Much has been said about the World Wide Web and the shrinking global village but two decades after Hillary Clinton, the promise of the net as a democratizing platform remains as such, a dead-end promise. For what has the net become in the year 2013 but an online version of a fast food burger joint or a high school cafeteria where the jocks, nerds, and [insert demographic here] occupy their own tables and create their own self-referential din of noise independent from each other. No thanks to Zuckerberg.
That is why I believe spaces like this, the opinion page of a newspaper and by extension newspaper production in the age of the digital, remain important bastions of a type of communication that follow a different tact. Instead of fast and furious tweets, we, column writers and newspaper staff offer contemplation and or discourse.
Narcissism, take a backseat to a passionate desire to connect and explain with the end goal of creating a more inclusive and progressive community (save for the few welcome occasions when column writers fall in love or wax poetic).
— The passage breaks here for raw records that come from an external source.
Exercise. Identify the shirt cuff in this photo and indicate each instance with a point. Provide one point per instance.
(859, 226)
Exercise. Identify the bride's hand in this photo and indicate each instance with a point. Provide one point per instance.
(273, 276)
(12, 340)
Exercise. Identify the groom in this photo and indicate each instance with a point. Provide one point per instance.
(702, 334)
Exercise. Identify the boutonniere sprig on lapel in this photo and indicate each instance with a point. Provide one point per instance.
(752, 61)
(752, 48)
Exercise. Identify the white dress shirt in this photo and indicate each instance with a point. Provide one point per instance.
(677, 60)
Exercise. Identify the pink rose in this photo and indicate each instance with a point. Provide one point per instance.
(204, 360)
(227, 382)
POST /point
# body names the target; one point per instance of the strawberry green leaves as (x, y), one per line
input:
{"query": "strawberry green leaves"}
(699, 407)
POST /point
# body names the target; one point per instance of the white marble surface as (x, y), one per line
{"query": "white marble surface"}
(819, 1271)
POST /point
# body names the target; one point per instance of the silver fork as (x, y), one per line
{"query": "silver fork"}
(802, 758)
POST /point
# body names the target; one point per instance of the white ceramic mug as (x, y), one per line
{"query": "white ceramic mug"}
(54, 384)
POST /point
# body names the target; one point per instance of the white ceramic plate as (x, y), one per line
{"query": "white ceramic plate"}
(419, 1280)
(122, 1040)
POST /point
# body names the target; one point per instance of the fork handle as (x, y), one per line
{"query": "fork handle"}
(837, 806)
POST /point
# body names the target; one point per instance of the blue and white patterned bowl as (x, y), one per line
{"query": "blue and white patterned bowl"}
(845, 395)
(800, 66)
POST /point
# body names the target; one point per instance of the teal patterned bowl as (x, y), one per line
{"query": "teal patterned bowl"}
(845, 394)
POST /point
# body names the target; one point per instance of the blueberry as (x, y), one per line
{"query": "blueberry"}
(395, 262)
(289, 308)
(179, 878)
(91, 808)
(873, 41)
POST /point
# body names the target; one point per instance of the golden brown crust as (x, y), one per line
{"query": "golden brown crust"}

Implicit in the very format of the opinion page and the newspaper are the wagers that are set in exchange for the privilege of being printed - the names of column writers, reporters, and ultimately the Editor in Chief to whom aggrieved parties can send threats to.
It is a totally different ballgame on print I realized. And I agree with fellow columnist Giano Libot on his May 9, 2013 column that despite the much vaunted death of the medium, the format still has relevance. Newspaper production is still important precisely because it challenges the consume-and-discard idiom that rule new media these days.
Furthermore, the key difference between print and new media is the in-roads of institutionalized practices of accountability and the strong regard for the public good that characterizes the former. After all, the important matters involving our polity are not resolved instantaneously with the click of the like button or a mood meter.
So if you reached this last paragraph dear reader, this means that there is yet hope for a form of media that is deliberate and inclusive, one that contributes to disciplined and productive social discourse.
It somehow proves that we can still talk and listen to each other beyond 140 characters, instead of merely mumbling in our corner of the net, in bite-size portions jejemon style, like many of the twits do on the net.